4MLinux is a lightweight Linux distribution. It is named "4MLinux" since it has 4 main components of the OS. Maintenance (it can be used a rescue Live CD), Multimedia (There is inbuilt support for almost every multimedia format), Miniserver (It comes with a 64-bit server is included running LAMP suite), and Mystery (Includes a collection of classic Linux games). The distribution is developed in Poland, and was first released in 2010. The distribution does not include a package manager, and uses JWM (Joe's Window Manager) as its default window manager. It also comes with Conky preinstalled. When installing programs with the distribution, the distribution will retrieve the Windows version rather than the Linux version due to it coming pre-installed with Wine (A compatibility layer for Windows applications), and not having any package manager. The distribution is geared towards people who prefer a lightweight distribution.
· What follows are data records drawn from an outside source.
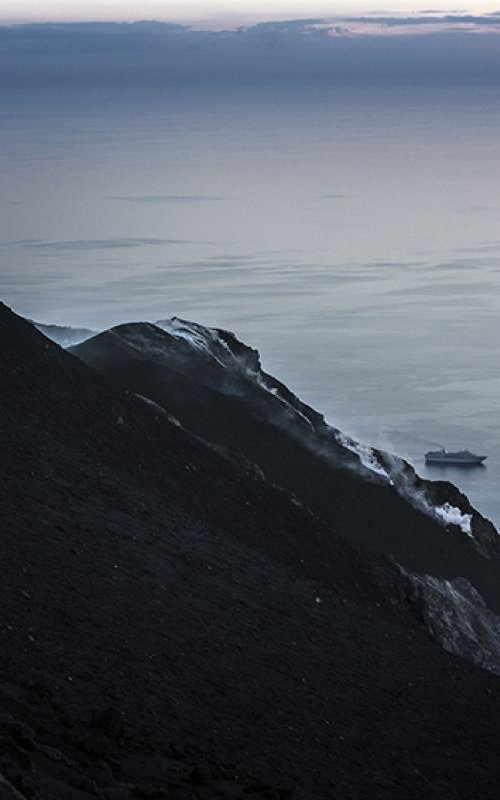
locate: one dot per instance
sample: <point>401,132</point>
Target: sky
<point>221,12</point>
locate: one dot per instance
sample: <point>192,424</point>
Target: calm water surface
<point>352,237</point>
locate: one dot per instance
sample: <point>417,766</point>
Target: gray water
<point>352,237</point>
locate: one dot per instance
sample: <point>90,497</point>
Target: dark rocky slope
<point>172,626</point>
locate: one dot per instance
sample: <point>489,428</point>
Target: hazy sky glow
<point>218,12</point>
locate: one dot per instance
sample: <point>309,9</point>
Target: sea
<point>350,235</point>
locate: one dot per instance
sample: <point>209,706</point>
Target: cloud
<point>349,51</point>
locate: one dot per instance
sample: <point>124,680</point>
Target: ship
<point>460,458</point>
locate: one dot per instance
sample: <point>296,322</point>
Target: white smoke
<point>365,454</point>
<point>451,515</point>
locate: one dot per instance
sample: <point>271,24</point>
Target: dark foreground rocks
<point>173,625</point>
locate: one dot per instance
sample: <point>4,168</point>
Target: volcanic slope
<point>174,626</point>
<point>217,389</point>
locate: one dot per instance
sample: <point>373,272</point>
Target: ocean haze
<point>348,233</point>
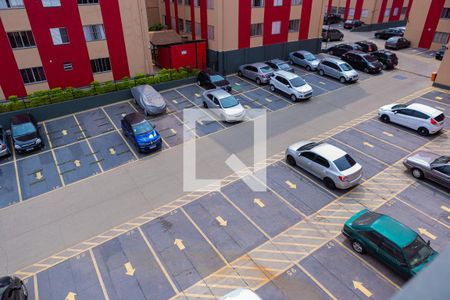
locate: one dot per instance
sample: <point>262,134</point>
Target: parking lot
<point>281,243</point>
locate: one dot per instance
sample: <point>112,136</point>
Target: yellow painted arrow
<point>291,185</point>
<point>426,233</point>
<point>259,202</point>
<point>71,296</point>
<point>130,270</point>
<point>359,286</point>
<point>221,221</point>
<point>179,244</point>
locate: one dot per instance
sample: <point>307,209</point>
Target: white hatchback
<point>422,118</point>
<point>291,84</point>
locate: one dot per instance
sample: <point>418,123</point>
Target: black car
<point>340,49</point>
<point>388,33</point>
<point>367,46</point>
<point>213,80</point>
<point>12,288</point>
<point>387,58</point>
<point>279,65</point>
<point>350,24</point>
<point>363,61</point>
<point>25,133</point>
<point>331,34</point>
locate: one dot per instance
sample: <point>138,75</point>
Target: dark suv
<point>387,58</point>
<point>363,61</point>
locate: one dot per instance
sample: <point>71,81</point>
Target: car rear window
<point>345,162</point>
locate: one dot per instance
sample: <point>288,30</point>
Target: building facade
<point>429,25</point>
<point>47,44</point>
<point>242,31</point>
<point>371,11</point>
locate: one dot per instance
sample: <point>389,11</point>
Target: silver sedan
<point>429,165</point>
<point>330,164</point>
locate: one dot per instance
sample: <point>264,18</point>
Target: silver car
<point>304,59</point>
<point>429,165</point>
<point>258,72</point>
<point>223,104</point>
<point>330,164</point>
<point>338,69</point>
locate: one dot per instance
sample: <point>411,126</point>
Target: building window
<point>32,75</point>
<point>441,37</point>
<point>258,3</point>
<point>21,39</point>
<point>256,29</point>
<point>100,65</point>
<point>294,25</point>
<point>51,3</point>
<point>11,4</point>
<point>94,32</point>
<point>276,27</point>
<point>59,36</point>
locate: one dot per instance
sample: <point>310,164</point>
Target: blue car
<point>142,132</point>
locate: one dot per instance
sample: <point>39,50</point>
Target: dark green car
<point>393,243</point>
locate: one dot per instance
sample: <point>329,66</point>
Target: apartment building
<point>429,25</point>
<point>46,44</point>
<point>242,31</point>
<point>371,11</point>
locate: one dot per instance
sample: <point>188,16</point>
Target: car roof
<point>393,230</point>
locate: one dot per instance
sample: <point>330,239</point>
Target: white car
<point>291,84</point>
<point>422,118</point>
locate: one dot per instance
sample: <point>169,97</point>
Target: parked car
<point>224,104</point>
<point>435,167</point>
<point>4,144</point>
<point>388,33</point>
<point>333,166</point>
<point>278,65</point>
<point>331,34</point>
<point>142,132</point>
<point>363,61</point>
<point>152,102</point>
<point>258,72</point>
<point>291,85</point>
<point>422,118</point>
<point>387,58</point>
<point>213,80</point>
<point>397,43</point>
<point>25,133</point>
<point>304,59</point>
<point>338,69</point>
<point>390,241</point>
<point>340,49</point>
<point>350,24</point>
<point>367,46</point>
<point>12,288</point>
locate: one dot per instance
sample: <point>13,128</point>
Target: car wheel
<point>423,131</point>
<point>385,118</point>
<point>358,247</point>
<point>329,183</point>
<point>417,173</point>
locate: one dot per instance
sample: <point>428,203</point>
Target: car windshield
<point>345,162</point>
<point>142,127</point>
<point>297,82</point>
<point>23,129</point>
<point>345,67</point>
<point>417,252</point>
<point>228,102</point>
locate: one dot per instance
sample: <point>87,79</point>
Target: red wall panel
<point>112,22</point>
<point>245,15</point>
<point>431,23</point>
<point>53,57</point>
<point>10,78</point>
<point>273,14</point>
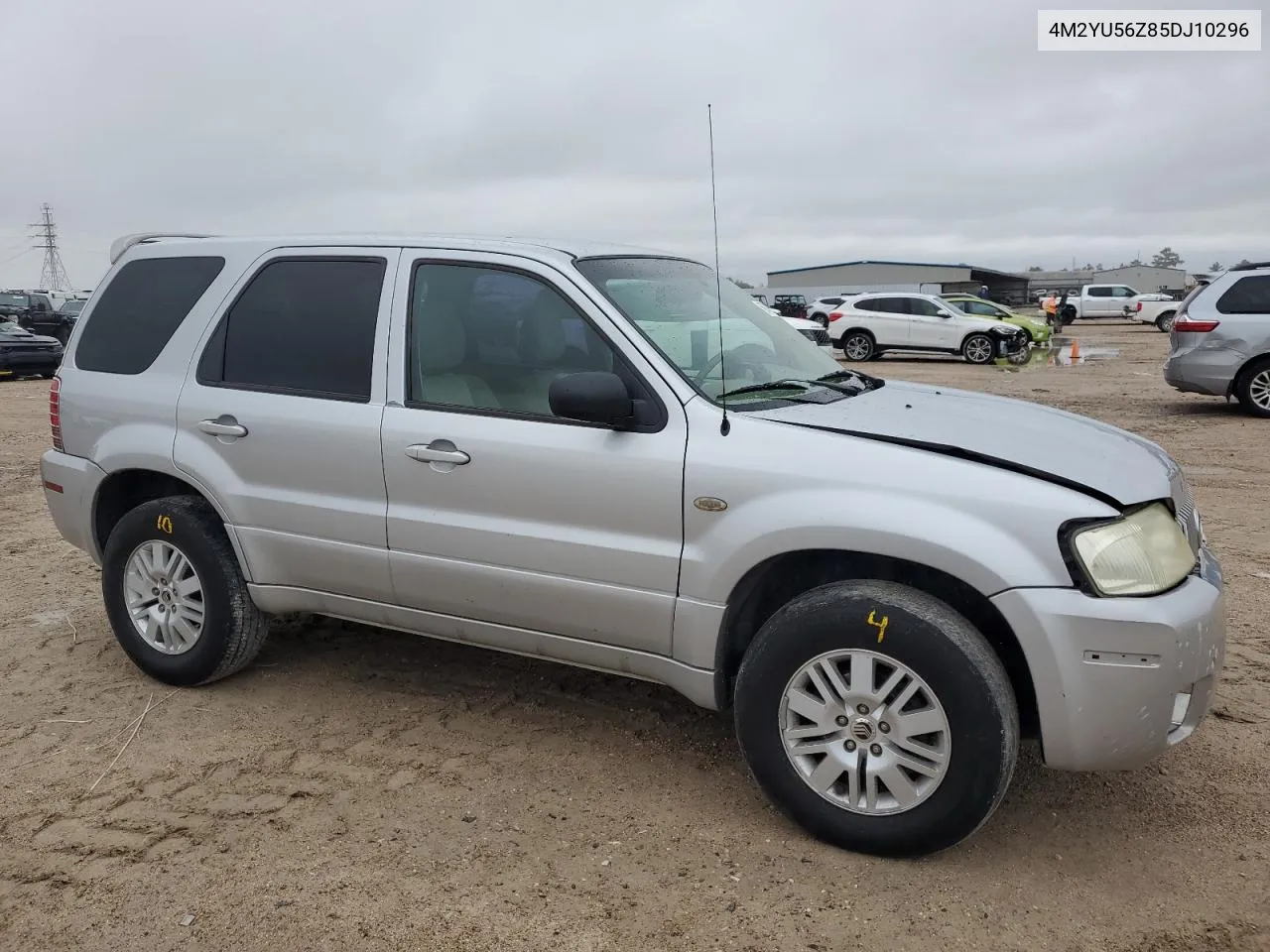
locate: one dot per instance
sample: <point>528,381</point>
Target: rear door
<point>928,327</point>
<point>280,416</point>
<point>888,320</point>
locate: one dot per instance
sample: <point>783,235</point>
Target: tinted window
<point>489,339</point>
<point>921,307</point>
<point>140,309</point>
<point>1248,295</point>
<point>303,326</point>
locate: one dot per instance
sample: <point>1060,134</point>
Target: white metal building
<point>822,281</point>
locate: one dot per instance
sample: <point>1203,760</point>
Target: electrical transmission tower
<point>53,276</point>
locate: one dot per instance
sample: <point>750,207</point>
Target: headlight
<point>1143,553</point>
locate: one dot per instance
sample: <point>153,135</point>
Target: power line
<point>53,275</point>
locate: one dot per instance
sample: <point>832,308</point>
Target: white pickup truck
<point>1103,301</point>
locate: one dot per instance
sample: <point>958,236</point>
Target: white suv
<point>612,458</point>
<point>869,325</point>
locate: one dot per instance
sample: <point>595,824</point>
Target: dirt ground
<point>359,788</point>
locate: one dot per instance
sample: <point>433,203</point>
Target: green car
<point>1037,329</point>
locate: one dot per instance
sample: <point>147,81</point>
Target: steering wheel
<point>746,354</point>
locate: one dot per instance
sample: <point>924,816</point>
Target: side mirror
<point>592,397</point>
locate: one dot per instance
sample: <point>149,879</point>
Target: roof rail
<point>119,245</point>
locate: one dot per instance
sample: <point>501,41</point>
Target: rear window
<point>140,309</point>
<point>1248,295</point>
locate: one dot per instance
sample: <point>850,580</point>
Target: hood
<point>1098,460</point>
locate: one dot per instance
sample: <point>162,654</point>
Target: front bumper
<point>70,489</point>
<point>1119,680</point>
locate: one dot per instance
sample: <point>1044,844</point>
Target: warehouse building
<point>929,278</point>
<point>1142,278</point>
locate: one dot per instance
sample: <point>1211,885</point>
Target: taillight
<point>1185,325</point>
<point>55,413</point>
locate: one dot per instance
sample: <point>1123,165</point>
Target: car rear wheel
<point>857,345</point>
<point>176,594</point>
<point>1252,389</point>
<point>978,348</point>
<point>878,719</point>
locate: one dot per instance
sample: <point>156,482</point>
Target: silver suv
<point>581,453</point>
<point>1219,341</point>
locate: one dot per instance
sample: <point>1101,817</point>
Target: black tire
<point>979,338</point>
<point>234,629</point>
<point>1250,388</point>
<point>937,644</point>
<point>861,341</point>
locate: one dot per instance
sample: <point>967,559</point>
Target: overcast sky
<point>899,130</point>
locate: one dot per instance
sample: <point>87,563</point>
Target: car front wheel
<point>857,345</point>
<point>978,348</point>
<point>878,719</point>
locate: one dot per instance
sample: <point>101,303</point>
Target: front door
<point>929,327</point>
<point>281,417</point>
<point>500,512</point>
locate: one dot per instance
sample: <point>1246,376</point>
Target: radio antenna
<point>725,424</point>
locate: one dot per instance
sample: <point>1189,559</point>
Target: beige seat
<point>541,343</point>
<point>441,345</point>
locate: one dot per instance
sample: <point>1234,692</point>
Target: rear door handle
<point>222,425</point>
<point>439,451</point>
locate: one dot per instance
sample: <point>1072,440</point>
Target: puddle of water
<point>1065,352</point>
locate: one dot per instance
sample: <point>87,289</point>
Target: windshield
<point>675,303</point>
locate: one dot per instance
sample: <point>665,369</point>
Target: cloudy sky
<point>910,130</point>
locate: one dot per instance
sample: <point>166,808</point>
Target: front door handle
<point>439,451</point>
<point>222,425</point>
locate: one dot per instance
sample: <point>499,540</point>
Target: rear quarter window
<point>140,309</point>
<point>1250,295</point>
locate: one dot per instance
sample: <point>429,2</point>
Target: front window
<point>676,304</point>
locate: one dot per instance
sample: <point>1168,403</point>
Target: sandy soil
<point>359,788</point>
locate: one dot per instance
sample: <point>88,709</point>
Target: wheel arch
<point>1237,377</point>
<point>779,579</point>
<point>123,490</point>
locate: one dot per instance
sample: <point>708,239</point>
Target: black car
<point>23,354</point>
<point>35,312</point>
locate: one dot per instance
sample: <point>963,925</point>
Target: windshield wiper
<point>864,379</point>
<point>804,385</point>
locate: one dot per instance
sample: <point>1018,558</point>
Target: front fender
<point>987,555</point>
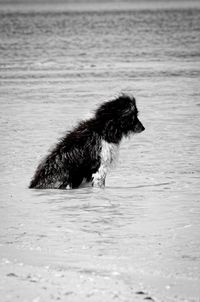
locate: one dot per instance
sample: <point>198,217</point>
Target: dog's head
<point>120,116</point>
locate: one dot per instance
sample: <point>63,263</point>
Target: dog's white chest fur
<point>109,154</point>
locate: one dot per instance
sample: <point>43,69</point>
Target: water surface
<point>138,237</point>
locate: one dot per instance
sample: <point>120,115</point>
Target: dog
<point>84,155</point>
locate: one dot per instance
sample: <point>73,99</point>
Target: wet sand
<point>137,239</point>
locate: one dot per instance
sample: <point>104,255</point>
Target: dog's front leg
<point>98,179</point>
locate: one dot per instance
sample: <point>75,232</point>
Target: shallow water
<point>140,233</point>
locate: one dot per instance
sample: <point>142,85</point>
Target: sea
<point>139,237</point>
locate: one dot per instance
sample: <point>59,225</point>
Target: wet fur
<point>85,154</point>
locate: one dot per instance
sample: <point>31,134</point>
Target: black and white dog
<point>86,153</point>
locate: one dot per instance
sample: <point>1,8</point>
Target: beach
<point>138,238</point>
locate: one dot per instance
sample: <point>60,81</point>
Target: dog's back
<point>74,159</point>
<point>85,154</point>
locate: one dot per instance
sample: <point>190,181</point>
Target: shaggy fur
<point>85,154</point>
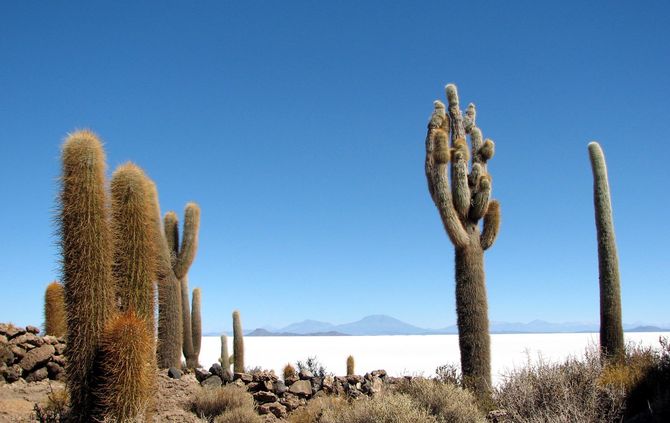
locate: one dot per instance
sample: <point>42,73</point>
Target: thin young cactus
<point>611,328</point>
<point>461,205</point>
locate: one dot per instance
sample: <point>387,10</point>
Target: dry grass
<point>447,402</point>
<point>210,403</point>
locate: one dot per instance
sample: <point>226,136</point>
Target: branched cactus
<point>134,242</point>
<point>128,381</point>
<point>86,248</point>
<point>462,203</point>
<point>196,328</point>
<point>238,343</point>
<point>182,257</point>
<point>350,365</point>
<point>611,328</point>
<point>170,330</point>
<point>54,310</point>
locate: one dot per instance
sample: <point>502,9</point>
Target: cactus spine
<point>196,327</point>
<point>182,257</point>
<point>461,205</point>
<point>350,365</point>
<point>54,310</point>
<point>128,368</point>
<point>238,343</point>
<point>170,330</point>
<point>611,328</point>
<point>86,248</point>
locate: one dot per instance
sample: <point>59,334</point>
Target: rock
<point>244,377</point>
<point>36,357</point>
<point>56,372</point>
<point>263,397</point>
<point>32,329</point>
<point>37,375</point>
<point>274,407</point>
<point>201,374</point>
<point>174,373</point>
<point>279,387</point>
<point>211,382</point>
<point>301,388</point>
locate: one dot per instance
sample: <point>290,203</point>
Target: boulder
<point>36,357</point>
<point>211,382</point>
<point>301,388</point>
<point>37,375</point>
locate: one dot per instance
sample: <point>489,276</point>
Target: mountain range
<point>387,325</point>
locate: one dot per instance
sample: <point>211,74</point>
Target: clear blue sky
<point>299,128</point>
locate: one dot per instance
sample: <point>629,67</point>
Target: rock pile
<point>26,355</point>
<point>278,397</point>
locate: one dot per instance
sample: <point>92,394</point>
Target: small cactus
<point>238,343</point>
<point>350,365</point>
<point>128,381</point>
<point>54,310</point>
<point>611,328</point>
There is a version of the distribution called the "4MLinux Game Edition" which provides 90s games natively such as Doom, and Hexen.

The distribution comes in two different versions, 4MServer, and 4MLinux. 4MLinux requires 128 MB of RAM when installed to an HDD, and 1024 MB of RAM when being used as a live CD/USB. Whereas, 4MServer requires 256 MB of RAM when installed to an HDD, and 2048 MB of RAM when being used as a live CD/USB.

4MLinux dropped 32 bit support with release 31.0.